OJK Kalteng juga mengadakan lomba Pembuatan Poster dan X Banner dengan tema “Waspada Aktivitas Keuangan Ilegal” untuk meningkatkan kesadaran masyarakat terhadap bahaya pinjaman online ilegal, investasi bodong, dan judi online.

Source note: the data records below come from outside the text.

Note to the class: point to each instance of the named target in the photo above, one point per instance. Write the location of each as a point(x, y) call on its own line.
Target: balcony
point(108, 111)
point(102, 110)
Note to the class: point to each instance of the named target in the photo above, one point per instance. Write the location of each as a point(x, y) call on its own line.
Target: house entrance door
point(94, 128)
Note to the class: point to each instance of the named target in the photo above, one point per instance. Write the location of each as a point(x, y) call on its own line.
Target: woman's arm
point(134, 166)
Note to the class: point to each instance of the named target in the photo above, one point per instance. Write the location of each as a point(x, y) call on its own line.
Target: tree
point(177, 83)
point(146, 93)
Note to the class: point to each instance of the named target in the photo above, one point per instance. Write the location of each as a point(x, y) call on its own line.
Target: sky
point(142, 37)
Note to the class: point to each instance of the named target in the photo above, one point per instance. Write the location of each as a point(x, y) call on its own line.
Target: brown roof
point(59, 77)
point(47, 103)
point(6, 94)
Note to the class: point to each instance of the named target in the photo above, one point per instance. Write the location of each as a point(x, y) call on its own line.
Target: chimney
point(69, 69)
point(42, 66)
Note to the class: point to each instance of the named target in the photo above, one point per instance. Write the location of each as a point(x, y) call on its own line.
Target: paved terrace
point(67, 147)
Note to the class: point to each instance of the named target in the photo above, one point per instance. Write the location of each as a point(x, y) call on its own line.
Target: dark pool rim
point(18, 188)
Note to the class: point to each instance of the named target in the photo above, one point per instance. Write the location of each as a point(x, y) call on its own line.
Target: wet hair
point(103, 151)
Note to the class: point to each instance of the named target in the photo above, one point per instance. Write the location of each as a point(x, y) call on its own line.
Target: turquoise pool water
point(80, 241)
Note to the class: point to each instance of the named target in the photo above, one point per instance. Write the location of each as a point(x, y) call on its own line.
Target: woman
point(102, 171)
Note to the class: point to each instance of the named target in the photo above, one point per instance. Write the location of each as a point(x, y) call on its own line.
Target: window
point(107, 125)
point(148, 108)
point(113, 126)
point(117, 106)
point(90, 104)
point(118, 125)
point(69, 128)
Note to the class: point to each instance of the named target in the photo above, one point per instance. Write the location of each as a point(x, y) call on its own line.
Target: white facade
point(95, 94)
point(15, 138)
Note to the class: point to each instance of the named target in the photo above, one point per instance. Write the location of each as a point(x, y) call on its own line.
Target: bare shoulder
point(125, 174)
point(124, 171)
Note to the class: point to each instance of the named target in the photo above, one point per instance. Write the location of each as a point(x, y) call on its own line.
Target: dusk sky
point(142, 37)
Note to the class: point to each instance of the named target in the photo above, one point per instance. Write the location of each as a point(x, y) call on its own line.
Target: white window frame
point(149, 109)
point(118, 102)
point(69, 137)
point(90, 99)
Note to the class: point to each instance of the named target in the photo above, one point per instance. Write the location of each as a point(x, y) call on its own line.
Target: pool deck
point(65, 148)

Selain itu, diadakan juga Lomba Pembuatan Buku Saku Literasi Inovasi Aset Keuangan Digital (IAKD), mengingat IAKD adalah jenis inovasi keuangan yang kompleks dan belum sepenuhnya dipahami secara luas oleh masyarakat.
Sementara itu, Race Inklusi Keuangan adalah kompetisi pembukaan rekening/akun baru bagi nasabah bagi Lembaga Jasa Keuangan di Kalimantan Tengah, yang berlangsung dari September hingga Oktober 2024.
Puncak acara BIK 2024 akan digelar pada 22 Oktober 2024, bertepatan dengan Hari Santri Nasional, dan akan dihadiri oleh kurang lebih 1.000 santri dari 14 pesantren di Kota Palangka Raya, diserta kegiatan edukasi keuangan dengan narasumber dari OJK, BI, Fintech P2P Lending Syariah dan Pegadaian Syariah.
Seluruh kegiatan lomba ini dilaksanakan secara gratis tanpa biaya pendaftaran, dan peserta diwajibkan mengirimkan karya orisinal yang belum pernah dilombakan. Selain itu, setiap lomba yang diselenggarakan juga memiliki Term of Reference (ToR) yang jelas dan dapat diakses melalui tautan https://bit.ly/BIK2024Kalteng.
Dengan adanya sinergi antara seluruh pihak, Bulan Inklusi Keuangan 2024 diharapkan mampu menciptakan fondasi yang kuat untuk mencapai target inklusi keuangan, memperluas akses layanan hingga ke daerah terpencil, membangun budaya pengelolaan keuangan yang baik, serta melindungi masyarakat Kalimantan Tengah dari aktivitas keuangan ilegal. (*)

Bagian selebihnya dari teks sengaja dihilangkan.